In 2009, c-store sales made up 3.5 percent of our GDP (or $1 of every $28) according to NACS. For context, that’s equivalent to the percent of our GDP President Obama has suggested we invest in science and innovation research as a country.

Given this information, brands can’t ignore the c-store, and must learn to succeed within it.

But how do we go beyond being in the channel to capitalizing on the channel?

Think about these five trends as tools for success. We’ve already seen some stores and chains start to adapt. But these trends are also platforms for marketers to tap into in order to really leverage this increasingly critical channel across customer types.

Community Matters. The convenience store is somewhat of a makeshift community center. And brands that are able to effectively capture an element of local pride are leveraging that truth to create momentum. Budweiser has special edition packs that reflect local college team pride. Casey’s General Store chain has a community donation program that allows people to post their name in the store when they contribute money towards a cause. And, at the extreme end of the spectrum, there’s BP Connect: c-stores outfitted with wifi and full cafés designed to embody “your neighborhood hangout.”

Fresh Desire. It’s no secret that health is at the forefront of people’s minds. And let’s face it: convenience stores don’t have a great track record of offering health-conscious foods, so it’s no surprise that brands are looking for ways to adapt to these needs. And they are getting better. We’re seeing products like teas surge in popularity within the channel, which is reflective of a current health trend. Perception is reality in this channel when it comes to health.

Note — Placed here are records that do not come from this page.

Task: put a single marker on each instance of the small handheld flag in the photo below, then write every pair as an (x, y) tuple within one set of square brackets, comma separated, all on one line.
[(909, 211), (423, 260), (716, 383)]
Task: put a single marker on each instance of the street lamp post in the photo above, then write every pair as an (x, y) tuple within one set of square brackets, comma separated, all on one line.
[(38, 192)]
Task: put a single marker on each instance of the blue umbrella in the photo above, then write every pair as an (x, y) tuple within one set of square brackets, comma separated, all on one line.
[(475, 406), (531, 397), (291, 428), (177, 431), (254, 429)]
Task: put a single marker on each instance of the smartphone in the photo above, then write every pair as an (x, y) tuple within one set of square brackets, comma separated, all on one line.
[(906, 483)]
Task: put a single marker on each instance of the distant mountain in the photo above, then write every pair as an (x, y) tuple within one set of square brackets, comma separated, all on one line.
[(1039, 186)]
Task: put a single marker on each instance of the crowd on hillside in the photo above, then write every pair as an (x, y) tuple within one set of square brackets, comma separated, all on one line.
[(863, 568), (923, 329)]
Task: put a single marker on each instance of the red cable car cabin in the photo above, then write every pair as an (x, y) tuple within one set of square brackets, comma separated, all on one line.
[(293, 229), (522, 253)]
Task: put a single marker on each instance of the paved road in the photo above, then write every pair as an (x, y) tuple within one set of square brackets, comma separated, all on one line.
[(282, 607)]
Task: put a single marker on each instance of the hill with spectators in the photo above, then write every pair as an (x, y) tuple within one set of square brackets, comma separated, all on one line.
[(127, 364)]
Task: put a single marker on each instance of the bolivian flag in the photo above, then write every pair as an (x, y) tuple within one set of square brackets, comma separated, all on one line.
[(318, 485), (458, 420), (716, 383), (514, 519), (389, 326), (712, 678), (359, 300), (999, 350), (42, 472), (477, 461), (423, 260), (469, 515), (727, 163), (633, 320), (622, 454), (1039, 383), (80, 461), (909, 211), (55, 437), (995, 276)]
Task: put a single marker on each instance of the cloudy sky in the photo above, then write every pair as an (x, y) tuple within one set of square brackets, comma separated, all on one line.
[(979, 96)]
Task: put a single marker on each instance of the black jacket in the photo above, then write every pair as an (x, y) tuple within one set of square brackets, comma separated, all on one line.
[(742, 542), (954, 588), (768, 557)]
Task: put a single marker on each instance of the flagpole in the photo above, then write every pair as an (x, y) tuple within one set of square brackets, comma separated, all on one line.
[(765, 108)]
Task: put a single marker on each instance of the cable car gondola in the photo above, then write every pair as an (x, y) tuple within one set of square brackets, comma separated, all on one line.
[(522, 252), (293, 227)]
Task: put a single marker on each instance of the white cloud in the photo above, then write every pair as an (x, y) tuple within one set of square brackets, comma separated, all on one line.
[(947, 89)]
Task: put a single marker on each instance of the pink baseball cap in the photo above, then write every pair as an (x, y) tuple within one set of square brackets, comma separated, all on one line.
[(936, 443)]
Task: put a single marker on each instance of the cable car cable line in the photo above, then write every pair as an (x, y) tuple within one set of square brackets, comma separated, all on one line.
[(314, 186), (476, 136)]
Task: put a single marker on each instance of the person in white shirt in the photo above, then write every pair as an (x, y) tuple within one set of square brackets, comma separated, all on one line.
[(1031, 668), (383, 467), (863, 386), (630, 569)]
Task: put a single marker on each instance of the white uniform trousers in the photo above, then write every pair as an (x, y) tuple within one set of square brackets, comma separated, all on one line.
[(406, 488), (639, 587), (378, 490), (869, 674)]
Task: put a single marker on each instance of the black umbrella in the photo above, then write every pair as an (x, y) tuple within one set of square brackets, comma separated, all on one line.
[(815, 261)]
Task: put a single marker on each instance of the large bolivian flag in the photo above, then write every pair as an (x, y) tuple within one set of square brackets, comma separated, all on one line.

Light beer? Healthy. It’s fewer calories. No trans fats? Then I’m buying that bag of chips — it’s healthy. Leveraging even the smallest health aspects of your products goes a long way in this channel.

Merchandise the way people shop.This applies heavily to the stores themselves, but I challenge brands (especially those with broad product portfolios) to also think through how they combine and merchandise their products. People shop by product category — not manufacturer. So we’re seeing more “beer vaults” or “hydra zones” (the beverage section of Chevron’s Extra Mile stores) created to draw people to one area of the store for a particular need. But people are also looking for products that go together. Think about what a “movie night in” display might look like: Redbox, surrounded by candy, beverages and popcorn. You just might end up with a 6-item basket vs. one movie rental.

Borrowed Brand Equity is a Trial Instigator. People are drawn more and more to new products that combine some of their favorite brands. Sure, Thrillseekers love the new, but even Mr. Jones is curious about where else “their brand” may end up. Whether it’s Burger King chips or Cheerio cereal bars, borrowed brand equity is allowing brands to introduce and differentiate new products, and expand their presence by gaining access to the c-store space. And people love it.

Frequency Rules, so Fun Matters. Convenience stores thrive based on consistent foot traffic and frequency. Consequently, the most successful c-stores are design an experience that’s not just convenient – but fun enough to bring people back. 7-11 is adding movie and game purchases as a hook. Doritos Late Night packaging is adding value to the experience of buying a bag of chips by providing content through augmented reality. DIY machines that tap into people’s passion for individuality are making the trip more experiential — whether that’s make your own milkshake stations, or Cokes’ new Freestyle machines. Foursquare is making going to the c-store social and viral. Brands that can add value and enjoyment to a customer’s experience in the c-store will find success. Surprise and delight customers – they’ll thank you for it, and so will your retail partners.